My daughter, Jazlyn, is anaphylactic to egg, dairy, peanuts, and tree nuts. When she was first diagnosed, I found it very difficult to find recipes and foods that didn't taste like "allergy" food. Over the last 15 years I have had a lot of fun developing and changing recipes so that they are safe for her. I love to share my recipes so that other families can realize how yummy "allergy" foods can taste. You don't have to sacrifice taste or your favorite foods, you just have to rethink how to make them. I made a promise to Jazzy that I would do my very best to find a way for her to eat any food she wants to try. So far I have been able to keep that promise. I hope your family enjoys these recipes as much as we do.
















Saturday, August 14, 2010

Egg Free, Dairy Free, Nut Free Sunbutter Oat Zucchini Cookies

The Zucchini Bread and Muffins were such a huge hit at our house, that I decided to try and make zucchini cookies. My girls wanted Sunbutter added to the cookies. The result was a wonderfully soft flavorful cookie.
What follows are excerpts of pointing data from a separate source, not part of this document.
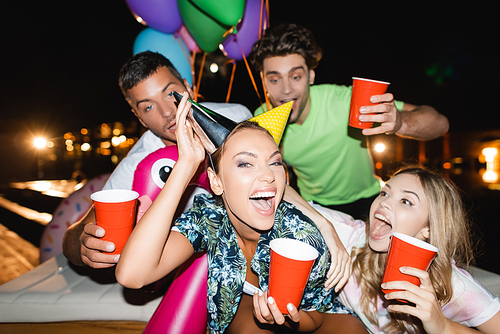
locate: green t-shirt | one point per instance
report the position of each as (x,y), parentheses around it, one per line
(331,161)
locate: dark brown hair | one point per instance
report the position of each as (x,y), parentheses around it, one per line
(283,40)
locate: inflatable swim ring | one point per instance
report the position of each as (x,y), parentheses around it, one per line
(152,173)
(183,309)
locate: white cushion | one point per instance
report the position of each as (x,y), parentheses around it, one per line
(56,291)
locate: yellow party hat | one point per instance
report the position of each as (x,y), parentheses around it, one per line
(275,120)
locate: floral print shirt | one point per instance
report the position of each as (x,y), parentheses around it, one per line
(207,226)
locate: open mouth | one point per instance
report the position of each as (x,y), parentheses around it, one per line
(380,226)
(288,100)
(263,201)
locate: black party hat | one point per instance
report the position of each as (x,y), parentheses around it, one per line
(216,127)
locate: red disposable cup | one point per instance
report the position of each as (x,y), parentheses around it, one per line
(362,91)
(291,264)
(406,251)
(115,211)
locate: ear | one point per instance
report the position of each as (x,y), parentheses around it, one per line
(188,88)
(215,182)
(426,232)
(139,118)
(312,76)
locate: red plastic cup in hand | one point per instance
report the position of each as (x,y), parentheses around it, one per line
(291,264)
(115,211)
(362,91)
(406,251)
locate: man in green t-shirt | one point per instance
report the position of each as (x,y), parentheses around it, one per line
(332,162)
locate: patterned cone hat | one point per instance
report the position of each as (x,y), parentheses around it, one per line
(215,127)
(275,120)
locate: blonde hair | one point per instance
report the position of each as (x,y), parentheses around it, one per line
(449,232)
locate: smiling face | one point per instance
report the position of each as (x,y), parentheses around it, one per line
(288,78)
(251,180)
(401,207)
(152,102)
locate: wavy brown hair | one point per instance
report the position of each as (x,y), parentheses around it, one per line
(449,232)
(283,40)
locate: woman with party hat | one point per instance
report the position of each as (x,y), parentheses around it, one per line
(234,227)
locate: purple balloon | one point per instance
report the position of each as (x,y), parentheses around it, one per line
(161,15)
(247,31)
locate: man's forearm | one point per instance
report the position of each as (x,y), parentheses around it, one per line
(422,123)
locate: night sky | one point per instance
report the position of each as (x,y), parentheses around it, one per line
(61,60)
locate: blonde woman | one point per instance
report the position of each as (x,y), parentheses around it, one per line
(427,206)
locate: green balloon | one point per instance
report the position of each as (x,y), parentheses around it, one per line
(207,32)
(226,12)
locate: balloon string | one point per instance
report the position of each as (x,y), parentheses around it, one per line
(183,47)
(197,88)
(263,24)
(193,58)
(249,72)
(232,78)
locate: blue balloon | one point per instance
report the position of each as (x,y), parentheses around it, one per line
(170,46)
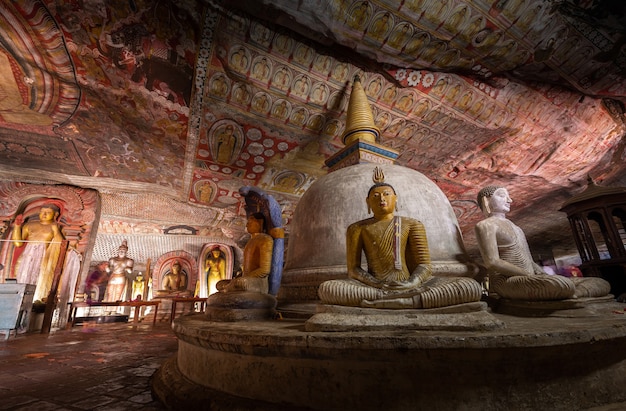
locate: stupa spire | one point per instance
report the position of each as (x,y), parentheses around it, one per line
(360,122)
(361,135)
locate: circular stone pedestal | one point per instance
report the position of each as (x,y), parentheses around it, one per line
(548,363)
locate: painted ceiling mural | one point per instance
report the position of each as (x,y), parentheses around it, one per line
(196,99)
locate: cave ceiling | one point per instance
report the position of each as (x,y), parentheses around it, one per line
(194,99)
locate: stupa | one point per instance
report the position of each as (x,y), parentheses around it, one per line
(279,364)
(317,249)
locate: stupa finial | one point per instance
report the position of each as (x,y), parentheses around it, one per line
(378,176)
(360,122)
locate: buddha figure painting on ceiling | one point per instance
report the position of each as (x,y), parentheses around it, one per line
(398,271)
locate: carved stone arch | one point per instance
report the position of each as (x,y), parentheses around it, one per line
(163,265)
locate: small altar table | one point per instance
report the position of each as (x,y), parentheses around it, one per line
(202,302)
(75,305)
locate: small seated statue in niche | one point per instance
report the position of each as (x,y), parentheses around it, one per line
(174,283)
(512,272)
(398,272)
(215,268)
(257,259)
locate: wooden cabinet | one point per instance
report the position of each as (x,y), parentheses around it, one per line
(16,301)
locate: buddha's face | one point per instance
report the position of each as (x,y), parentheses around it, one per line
(47,214)
(254,226)
(500,202)
(382,200)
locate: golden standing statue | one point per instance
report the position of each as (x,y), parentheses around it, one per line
(43,239)
(257,259)
(215,269)
(119,269)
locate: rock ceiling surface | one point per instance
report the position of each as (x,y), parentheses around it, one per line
(191,100)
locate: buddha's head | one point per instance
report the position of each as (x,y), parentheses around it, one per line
(176,267)
(381,197)
(49,212)
(256,223)
(493,199)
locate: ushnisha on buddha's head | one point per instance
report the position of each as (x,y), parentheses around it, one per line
(494,199)
(381,197)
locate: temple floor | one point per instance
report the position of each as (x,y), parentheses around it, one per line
(103,367)
(109,367)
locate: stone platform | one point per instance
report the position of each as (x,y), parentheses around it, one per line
(546,363)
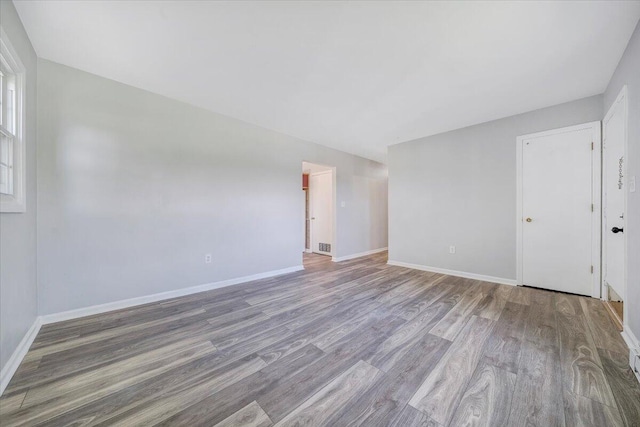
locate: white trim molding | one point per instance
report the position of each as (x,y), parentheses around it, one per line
(358,255)
(634,350)
(14,361)
(466,275)
(132,302)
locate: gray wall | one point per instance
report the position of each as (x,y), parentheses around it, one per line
(628,72)
(459,188)
(136,188)
(18,300)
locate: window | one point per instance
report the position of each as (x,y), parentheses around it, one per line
(12,147)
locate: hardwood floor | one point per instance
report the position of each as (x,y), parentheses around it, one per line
(352,343)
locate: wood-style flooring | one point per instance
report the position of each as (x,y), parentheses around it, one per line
(339,344)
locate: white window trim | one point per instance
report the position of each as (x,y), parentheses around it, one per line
(17,202)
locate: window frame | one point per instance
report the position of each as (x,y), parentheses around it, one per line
(16,202)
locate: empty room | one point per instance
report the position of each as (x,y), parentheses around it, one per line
(319,213)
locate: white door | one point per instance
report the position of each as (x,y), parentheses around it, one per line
(321,204)
(559,175)
(613,203)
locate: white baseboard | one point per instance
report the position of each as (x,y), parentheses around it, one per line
(361,254)
(464,274)
(634,350)
(118,305)
(16,358)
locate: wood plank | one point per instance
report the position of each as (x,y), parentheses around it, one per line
(400,343)
(382,403)
(624,385)
(496,296)
(582,369)
(321,406)
(441,392)
(503,347)
(487,400)
(217,404)
(537,399)
(158,363)
(581,411)
(357,345)
(411,417)
(453,322)
(603,330)
(251,415)
(520,295)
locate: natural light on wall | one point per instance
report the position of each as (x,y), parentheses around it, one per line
(11,131)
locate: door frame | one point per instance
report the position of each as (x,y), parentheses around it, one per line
(596,197)
(332,171)
(622,97)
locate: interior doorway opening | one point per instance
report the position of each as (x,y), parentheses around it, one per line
(318,184)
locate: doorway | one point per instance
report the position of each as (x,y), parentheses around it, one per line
(319,208)
(614,206)
(558,219)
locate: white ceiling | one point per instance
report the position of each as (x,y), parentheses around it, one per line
(356,76)
(314,168)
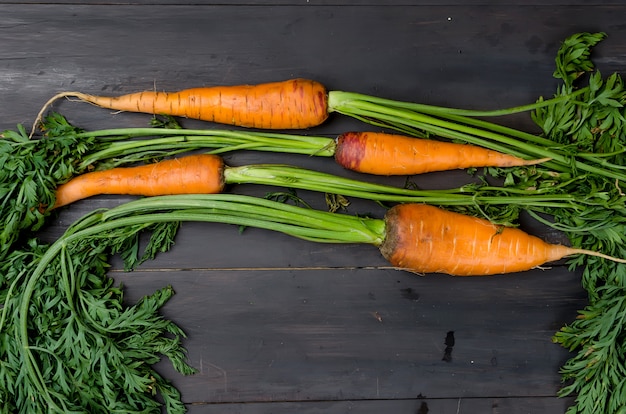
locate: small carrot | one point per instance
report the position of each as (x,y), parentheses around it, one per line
(291,104)
(426,239)
(207,174)
(390,154)
(201,174)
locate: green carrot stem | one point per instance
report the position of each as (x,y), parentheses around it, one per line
(295,177)
(179,140)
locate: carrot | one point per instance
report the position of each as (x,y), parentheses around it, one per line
(389,154)
(186,175)
(207,174)
(426,239)
(291,104)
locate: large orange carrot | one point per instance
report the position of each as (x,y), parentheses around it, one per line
(291,104)
(390,154)
(202,174)
(426,239)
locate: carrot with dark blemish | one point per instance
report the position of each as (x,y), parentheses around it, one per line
(427,239)
(390,154)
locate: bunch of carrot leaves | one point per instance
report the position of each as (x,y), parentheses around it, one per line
(69,343)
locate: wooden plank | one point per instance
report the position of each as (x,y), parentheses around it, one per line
(358,334)
(417,406)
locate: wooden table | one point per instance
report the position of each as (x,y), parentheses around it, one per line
(281,325)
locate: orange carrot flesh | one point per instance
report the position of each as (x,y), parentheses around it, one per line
(194,174)
(389,154)
(426,239)
(291,104)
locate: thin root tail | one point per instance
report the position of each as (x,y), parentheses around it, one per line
(537,161)
(81,96)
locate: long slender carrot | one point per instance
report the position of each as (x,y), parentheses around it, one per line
(426,239)
(291,104)
(303,103)
(391,154)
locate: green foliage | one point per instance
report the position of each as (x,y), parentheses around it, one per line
(88,350)
(593,124)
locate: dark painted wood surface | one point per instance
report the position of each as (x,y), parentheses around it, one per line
(279,325)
Sunbutter Oat Zucchini Cookies

1 cup dairy free margarine
1 cup Sunbutter
1 cup brown sugar
1 cup shredded zucchini
1/2 cup sugar
1/2 cup unsweetened applesauce
1 tsp vanilla extract
2 cups flour
2 cups oats
1 tsp baking powder
1 tsp baking soda
1/2 tsp salt
1 1/2 cups raisins and/or safe chocolate chips, optional

Use an electric mixer to beat the margarine, Sunbutter, brown sugar, zucchini, sugar, applesauce and vanilla until combined. In a separate bowl, combine the flour, oats, baking powder, baking soda and salt. Add the flour mixture to the margarine mixture and beat until thoroughly combined. Fold in the raisins and/or chocolate chips. The batter will be very moist. Drop by rounded spoonful onto a parchment paper lined baking sheet. The cookies will not spread and they will keep the shape you drop them in. Bake at 350 for 12-15 minutes or until lightly browned on the bottom. Cool for 3-4 minutes on the baking sheet then remove the cookies to wax paper to cool completely. It is important to cool the cookies slightly on the baking sheet because they will crumble while they are still hot.

1 comment:

  1. Lori,
    Thanks for helping me figure out what to do with all my garden zucchini! Great post.